Когда Алексей узнал об этих путешествиях, он закатил ей скандал. Она вяло отбивалась, затем расплакалась и обещала больше так не делать. Потом муж уезжал, и всё повторялось. Чтобы девчонки не пожаловались папе, она иногда выделяла им деньги на мороженое, поэтому Алексей был уверен, что детей отводит и забирает мама.

Вообще, старалась как можно меньше контактировать с дочками. На кухне всегда имелся запас лапши быстрого приготовления, сыр и колбаса, хлеб, так что голодными дети не были. Также она следила за их внешним видом, если бы девчонки появлялись в школе и в садике неопрятными, поступали бы замечания от педагогов, они бы обязательно дошли до Алексея, и тогда ей мало бы не показалось.

Последние две недели для Светы были тяжёлыми: дочери грипповали одна за другой, потом обе вместе. Ей приходилось готовить еду, девчонки капризничали, просили чего-то вкусненького, не могли ни готовить сами, ни убирать. Света просто бесилась от невозможности поспать утром, да и днём поваляться на диване – то и дело из детской слышалось противное «маманье».

Алексей приезжал на несколько дней, с одной стороны это было облегчением, с другой – тяготой. Он выполнял все домашние дела, бегал в аптеку и в магазин, варил дочкам какие-то каши, сидел у кроваток, читая то сказки, то книжки о приключениях. При этом поражался равнодушию жены, которая при всяком удобном случае убегала к себе и ложилась на диван с ноутбуком – порыскать по сетям, или посмотреть сериал.

– Почему ты так равнодушно относишься к дочкам? – спрашивал он.

– Как я отношусь? – вскидывалась Света. – Они сыты, одеты, вымыты, что ещё надо?

– Ты никогда не приласкаешь их, не поиграешь, не посекретничаешь. Им тепла не хватает, ласки, они же девочки!

– А то, что мне не хватает личного времени, это ничего? Я хочу спокойно посидеть в «Одноклассниках», посмотреть передачу по ТВ, отдохнуть. А они всё время… Только и слышишь: «Мама, мама!». А я тоже, между прочим, живой человек, тоже устаю!

– От чего ты устаёшь? Не работаешь, целый день дома, – сердился Алексей.

– От всего устаю, – тоже вспылила Света. – Приготовь, посуду помой, убери, постирай. А только приляжешь, начинается: «мама это, мама то!»

Алексей позвал дочек.

– Что же это вы маме совсем не помогаете? Нельзя что ли посуду за собой помыть? Да и яичницу какую-нибудь пожарить, тоже не великая проблема! – вроде шутливо, но в то же время серьёзно отчитывал девочек отец.

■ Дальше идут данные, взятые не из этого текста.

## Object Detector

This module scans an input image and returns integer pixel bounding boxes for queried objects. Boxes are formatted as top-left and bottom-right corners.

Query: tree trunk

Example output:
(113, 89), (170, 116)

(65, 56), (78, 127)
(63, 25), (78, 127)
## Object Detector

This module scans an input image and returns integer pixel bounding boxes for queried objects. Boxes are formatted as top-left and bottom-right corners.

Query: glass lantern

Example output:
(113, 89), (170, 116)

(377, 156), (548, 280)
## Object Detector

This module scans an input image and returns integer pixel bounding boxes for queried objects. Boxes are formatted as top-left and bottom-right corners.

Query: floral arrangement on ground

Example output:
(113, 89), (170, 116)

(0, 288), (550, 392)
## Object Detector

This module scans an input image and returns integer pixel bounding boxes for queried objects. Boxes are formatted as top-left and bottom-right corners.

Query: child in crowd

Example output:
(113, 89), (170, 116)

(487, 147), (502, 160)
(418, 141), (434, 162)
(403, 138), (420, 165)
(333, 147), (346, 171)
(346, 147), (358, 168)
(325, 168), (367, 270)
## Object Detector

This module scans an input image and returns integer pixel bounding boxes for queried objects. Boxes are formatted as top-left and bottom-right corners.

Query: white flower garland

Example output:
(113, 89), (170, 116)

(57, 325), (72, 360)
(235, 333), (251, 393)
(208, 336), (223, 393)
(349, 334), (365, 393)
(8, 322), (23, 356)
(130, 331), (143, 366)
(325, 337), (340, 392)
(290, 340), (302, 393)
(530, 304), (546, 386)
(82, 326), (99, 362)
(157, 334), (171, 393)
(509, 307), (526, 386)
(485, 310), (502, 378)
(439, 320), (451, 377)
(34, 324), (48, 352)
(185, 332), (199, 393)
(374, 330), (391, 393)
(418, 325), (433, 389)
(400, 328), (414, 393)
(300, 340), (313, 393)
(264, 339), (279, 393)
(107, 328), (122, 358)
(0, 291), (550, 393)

– Как это, не помогаем? – Оля не слышала предыдущий разговор, поэтому не понимала, что таким образом, говоря по-современному, «палит» мать. – Мы всё за собой сами моем, и приготовить можем – кашу сварить, сосиски.

– И трусики свои сами стираем, – вступила маленькая Лена, – их в машинку нельзя.

– И подметаем, и пыль вытираем, – добавила Оля.

– Что вы там подметаете! – в сердцах закричала Света, – раз в сто лет веник в руки возьмёте, а разговоров! Слушай их больше, они тут тебе таких тружениц изобразят!

Всё закончилось нехорошей ссорой родителей, а вскоре отец уехал в очередную командировку, и девчонки получили по полной программе.

– Жаловаться на меня вздумали? – орала мама. – Меня плохой матерью выставить решили? Я на вас все силы трачу, себя не жалею, а вы, твари неблагодарные, вместо спасибо цирк устроили? Вот погодите, сдам вас в детдом, узнаете тогда! Там никто за вами сопли подбирать не будет, помои станете жрать. Там за подобные выступления вам бы таких люлей выписали, что три дня бы сесть не смогли!

Как обычно, подобные разговоры заканчивались истерическими криками Ленки: «Мама, не отдавай нас в детдом, мы будем хорошими!», и злыми слезами Оли, которая понимала, что ни в какой детдом их не отдадут, но ей было жаль захлёбывающуюся в плаче младшую сестрёнку, и поднималась в душе ненависть к нелюбящей их матери…

Так продолжалось до утра той самой субботы, с которой начался наш рассказ. Итак, девочки тихонько прокрались на кухню, как были, в пижамках и босиком, держа тапки в руках. Аккуратно закрыли двери, полезли в холодильник, что там есть?

Ничего особо интересного не было, нашёлся только кусок колбасы, сливочное масло, хлеб.

– Давай по бутерброду с чаем, и овсяные хлопья кипятком зальём, варенье достанем, я вчера видела в шкафу!

– Давай! – обрадовалась Лена – овсянку она любила.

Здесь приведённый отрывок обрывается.